His successor, current Deputy Postmaster General Patrick Donahoe, faces a projected $7 billion loss in 2011, exacerbated further by the Postal Regulatory Commission’s (PRC) recent ruling that denied an “exigent” rate request by the USPS, as a result of the recession, to raise postal rates in excess of its statutory Consumer Price Index (CPI) price cap. The PRC ruled that the recession has been an extraordinary circumstance, but said the Postal Service failed to quantify the recession’s impact on its finances and to show how its rate increase request (for a 5.6 percent increase, on average) related to the resulting loss of mail volume. In other words, it determined the USPS’ cash flow problems would have occurred whether or not the recession took place. The rate request would have only reduced the $7 billion operating loss by $2.5 billion anyway. The Postal Service has since appealed the PRC’s ruling, but most experts believe the initial determination will be upheld in court.

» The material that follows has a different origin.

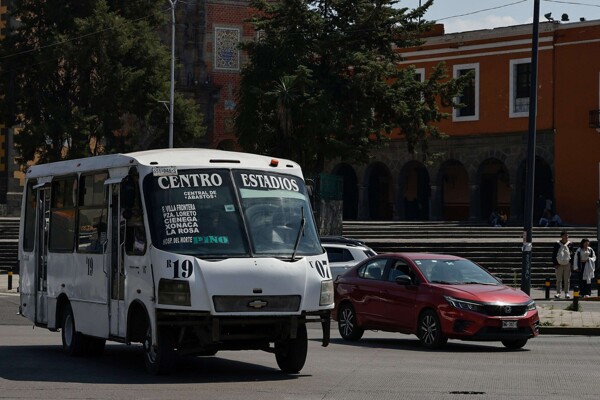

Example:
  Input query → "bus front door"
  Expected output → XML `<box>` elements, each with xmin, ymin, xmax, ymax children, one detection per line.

Perhaps the Postal Service’s appeal was more designed to win over the court of public opinion than the U.S. Court of Appeals. A large part of the blame rests squarely on Congress, which requires the USPS to prepay its retiree healthcare obligations to the tune of $5.4 billion each year—and then uses the funds, interest-free, as a way to make the federal deficit look smaller. And the supposed “bailout” of the USPS last fall really amounted to $4 billion of temporary fiscal relief to meet that prefunding obligation and payment installments. In actuality, the federal government and taxpayer money are not subsidizing the Postal Service; the USPS is subsidizing the government through its arcane prepayment requirements. The Postal Service’s request to end Saturday mail delivery as a way to cut costs also continues to languish in Congress. And, when Potter proposed closing thousands of under-utilized post offices, politicians were quick to respond, “not in my district,” fearing negative backlash from their voting constituencies.
Don’t get me wrong. The Postal Service shares plenty of blame for all of its problems. With entrenched unions and collective bargaining agreements in place, the agency remains overstaffed, both at the worker and, especially, the supervisory, levels. Total employment has been reduced from 787,000 full-time positions in 2001 to roughly 584,000 today. But, it’s been all through attrition, not the aggressive steps needed to lower overall payroll and head counts. With shrinking mail volumes and bloated staffs, idle employees end up being assigned to perform automated tasks. As might be expected, bureaucracy also runs rampant within the USPS, with claims of lengthy internal studies and unnecessary analysis for what should be obvious cost-cutting business decisions.
Unfortunately, for producers of printed products such as direct mail, magazines and catalogs, the Postal Service’s continued viability is critical—like it or not. It’s no surprise there’s a direct correlation between a rise in postal rates and the subsequent decreased volume of printed products that direct marketers, publishers and catalogers send through the mail stream. It creates a vicious circle: postal rates escalate, causing mail volume to decrease, resulting in reduced revenues for the USPS and, consequently, its need to raise rates further. And, that’s not even factoring in the amount of First Class mail that’s been lost to electronic communication and online bill paying. As smart phones, electronic tablets and other Web-capable devices flourish, the need for traditional mail, in general, will become increasingly irrelevant to our children and grandchildren. We just need to figure out how to make sure the same thing doesn’t happen to the need for print.